The emir of Córdoba, Abderrahman II was the first one who
founded a musical conservatory in Al-Andalus, being considered its
musicians as rivals of those of Medina, regarded as the best ones.
In 882, Abu al-Hasan Ibn Ali Ibn Nafi (789-857), best known as Zyriab:
‘black singer bird’, arrived to the court of Córdoba
from Baghdad. Zyriab introduced in the Andalusi music schools the
Arab-Persian system, used at the same time that the pitagoric and
Greek system. He had been in the far Baghdad the exceptional pupil
of two important musicians at the court of Harún ar-Rashid;
they were Ibrahim Ibn Mahán de Kufa and his son Ishaq. This
one, seeing the musical aptitudes of Zyriab and fearing how they
could mar his own ones, was jealous of him, and obliged him to abandon
the capital.
Zyriab studied different branches: he was a poet, writer, astronomer,
geographer, a refined aesthete and a famous gourmet (cooker),
an ancient dish of Córdoba with salted roasted broad beans
is called ‘ziriabí’, but over all he was a
musician.
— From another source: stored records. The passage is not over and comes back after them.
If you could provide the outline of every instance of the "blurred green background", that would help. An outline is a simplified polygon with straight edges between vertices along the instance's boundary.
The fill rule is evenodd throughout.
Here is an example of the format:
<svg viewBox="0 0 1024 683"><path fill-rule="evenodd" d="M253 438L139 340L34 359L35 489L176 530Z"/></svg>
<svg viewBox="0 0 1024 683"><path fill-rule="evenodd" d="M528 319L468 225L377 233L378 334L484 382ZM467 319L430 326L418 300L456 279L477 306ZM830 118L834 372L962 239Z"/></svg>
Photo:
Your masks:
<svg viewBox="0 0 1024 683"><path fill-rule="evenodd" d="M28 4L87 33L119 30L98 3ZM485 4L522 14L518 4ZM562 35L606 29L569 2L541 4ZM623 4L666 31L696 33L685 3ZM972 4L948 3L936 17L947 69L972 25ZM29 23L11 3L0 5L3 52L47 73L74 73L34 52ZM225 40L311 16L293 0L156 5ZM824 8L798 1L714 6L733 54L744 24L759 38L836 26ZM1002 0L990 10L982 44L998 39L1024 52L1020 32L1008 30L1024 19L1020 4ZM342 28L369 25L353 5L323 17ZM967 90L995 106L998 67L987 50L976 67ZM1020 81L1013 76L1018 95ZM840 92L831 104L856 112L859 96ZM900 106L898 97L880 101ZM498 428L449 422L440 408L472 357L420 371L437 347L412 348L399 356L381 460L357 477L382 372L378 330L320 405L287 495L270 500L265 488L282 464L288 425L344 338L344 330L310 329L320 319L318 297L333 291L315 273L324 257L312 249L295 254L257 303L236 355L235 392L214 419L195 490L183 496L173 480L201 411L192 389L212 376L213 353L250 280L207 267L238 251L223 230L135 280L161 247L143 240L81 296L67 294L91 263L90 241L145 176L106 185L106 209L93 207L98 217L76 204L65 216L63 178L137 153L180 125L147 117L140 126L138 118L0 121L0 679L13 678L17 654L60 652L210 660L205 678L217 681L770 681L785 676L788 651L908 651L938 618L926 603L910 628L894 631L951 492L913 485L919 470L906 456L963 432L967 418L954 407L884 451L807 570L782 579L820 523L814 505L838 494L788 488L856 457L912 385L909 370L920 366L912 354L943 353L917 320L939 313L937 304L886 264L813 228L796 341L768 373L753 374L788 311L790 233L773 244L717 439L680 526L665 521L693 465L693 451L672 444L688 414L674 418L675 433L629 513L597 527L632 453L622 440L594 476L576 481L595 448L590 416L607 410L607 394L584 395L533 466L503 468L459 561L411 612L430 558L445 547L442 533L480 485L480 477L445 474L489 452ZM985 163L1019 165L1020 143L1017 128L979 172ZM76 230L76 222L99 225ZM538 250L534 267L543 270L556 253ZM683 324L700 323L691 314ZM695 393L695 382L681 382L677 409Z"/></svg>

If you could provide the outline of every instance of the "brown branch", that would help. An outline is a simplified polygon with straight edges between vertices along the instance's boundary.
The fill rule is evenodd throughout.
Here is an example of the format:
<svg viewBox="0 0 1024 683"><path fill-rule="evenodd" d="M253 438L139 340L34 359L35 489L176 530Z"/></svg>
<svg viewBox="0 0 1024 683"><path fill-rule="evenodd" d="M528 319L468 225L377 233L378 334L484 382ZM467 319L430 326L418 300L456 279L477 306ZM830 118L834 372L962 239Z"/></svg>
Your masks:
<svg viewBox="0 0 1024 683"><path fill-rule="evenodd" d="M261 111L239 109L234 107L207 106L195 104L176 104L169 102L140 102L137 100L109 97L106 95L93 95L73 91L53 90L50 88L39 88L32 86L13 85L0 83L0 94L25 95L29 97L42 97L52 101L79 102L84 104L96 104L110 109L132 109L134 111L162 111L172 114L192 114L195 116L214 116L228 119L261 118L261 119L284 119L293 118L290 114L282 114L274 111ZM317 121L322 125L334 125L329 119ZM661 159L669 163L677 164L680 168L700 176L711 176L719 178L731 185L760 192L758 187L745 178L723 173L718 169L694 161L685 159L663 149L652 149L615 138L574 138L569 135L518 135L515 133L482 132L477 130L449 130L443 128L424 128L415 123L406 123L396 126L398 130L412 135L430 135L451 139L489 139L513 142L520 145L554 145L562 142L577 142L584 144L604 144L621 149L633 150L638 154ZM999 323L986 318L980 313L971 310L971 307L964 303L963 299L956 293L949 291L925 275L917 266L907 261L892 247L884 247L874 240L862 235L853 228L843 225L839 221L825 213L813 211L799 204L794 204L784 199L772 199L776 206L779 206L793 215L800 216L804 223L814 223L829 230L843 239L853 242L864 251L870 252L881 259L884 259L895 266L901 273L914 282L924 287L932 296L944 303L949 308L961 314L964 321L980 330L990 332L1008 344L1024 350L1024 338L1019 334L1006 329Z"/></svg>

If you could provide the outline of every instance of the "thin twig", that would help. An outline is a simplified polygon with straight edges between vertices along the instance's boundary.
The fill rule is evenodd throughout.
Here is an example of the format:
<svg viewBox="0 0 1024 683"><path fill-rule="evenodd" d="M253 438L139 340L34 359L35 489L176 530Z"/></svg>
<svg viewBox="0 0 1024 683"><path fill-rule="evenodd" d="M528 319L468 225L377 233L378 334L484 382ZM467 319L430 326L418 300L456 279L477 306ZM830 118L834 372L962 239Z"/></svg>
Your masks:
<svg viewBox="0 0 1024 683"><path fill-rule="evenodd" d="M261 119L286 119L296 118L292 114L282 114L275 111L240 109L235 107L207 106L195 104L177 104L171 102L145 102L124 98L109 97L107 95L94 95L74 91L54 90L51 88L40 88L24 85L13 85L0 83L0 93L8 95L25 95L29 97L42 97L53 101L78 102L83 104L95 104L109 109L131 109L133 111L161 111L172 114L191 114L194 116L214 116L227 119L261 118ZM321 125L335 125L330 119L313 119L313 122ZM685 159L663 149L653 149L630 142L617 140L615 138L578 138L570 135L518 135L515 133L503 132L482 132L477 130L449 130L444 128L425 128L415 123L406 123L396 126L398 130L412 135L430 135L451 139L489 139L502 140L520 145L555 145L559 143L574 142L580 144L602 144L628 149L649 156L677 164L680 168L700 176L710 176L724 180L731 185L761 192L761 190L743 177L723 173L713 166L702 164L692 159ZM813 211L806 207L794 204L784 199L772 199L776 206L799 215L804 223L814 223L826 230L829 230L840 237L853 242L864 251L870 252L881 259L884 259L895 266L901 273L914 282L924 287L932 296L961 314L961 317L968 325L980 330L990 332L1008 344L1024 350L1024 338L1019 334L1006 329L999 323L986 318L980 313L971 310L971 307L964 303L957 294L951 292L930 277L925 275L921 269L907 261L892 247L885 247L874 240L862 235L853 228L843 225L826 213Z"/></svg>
It is said he knew by heart the words and melodies of
ten thousand songs. He was the founder of a great musical academy
and made to be known in Al-Andalus the Islamic instrument par
excellence, the ud (lute), to which he added the fifth string.
According to Zyriab: ‘the traditional four strings find
their equilibrium in the Universe. They represent the symbols
of the four elements: water, fire, earth and air. However, their
peculiar tones show analogies with humours and temperaments, which
do not exist in nature. I have coloured the strings in order to
indicate their correspondences with human nature: the first one,
red, it represents the blood; the second, white, represents the
phlegm; the third, yellow, it is the bile; the fourth, black,
it is the atrabile (supposed to cause melancholy, according to
the ancients). The fifth string is the most important: it represents
the soul…’ Zyriab made his own instruments, improving
them with innovations.
The diverse rhythms and melodies composed at the Andalusi School
forged by Zyriab, as the zambras, crossed to America with the
moriscos and turned into dances like the zamba, the gato, the
Escondido, the milonga, the pericón and the chacarera in
Argentina and Uruguay; the cuenca and tonada of Chile; the llaneras
of Colombia and Venezuela; the jarabe in Mexico or the guajira
and the danzón in Cuba. The tango also has flamenco origins,
word that according to the eminent historian Blas Infante, derives
from the arab fellahmenghu: ‘wandering peasant’. The
majority of flamenco scholars and famous performers as Paco de
Lucía and singers like Camarón de la Isla admit
the andalusi-moorish origin of this music.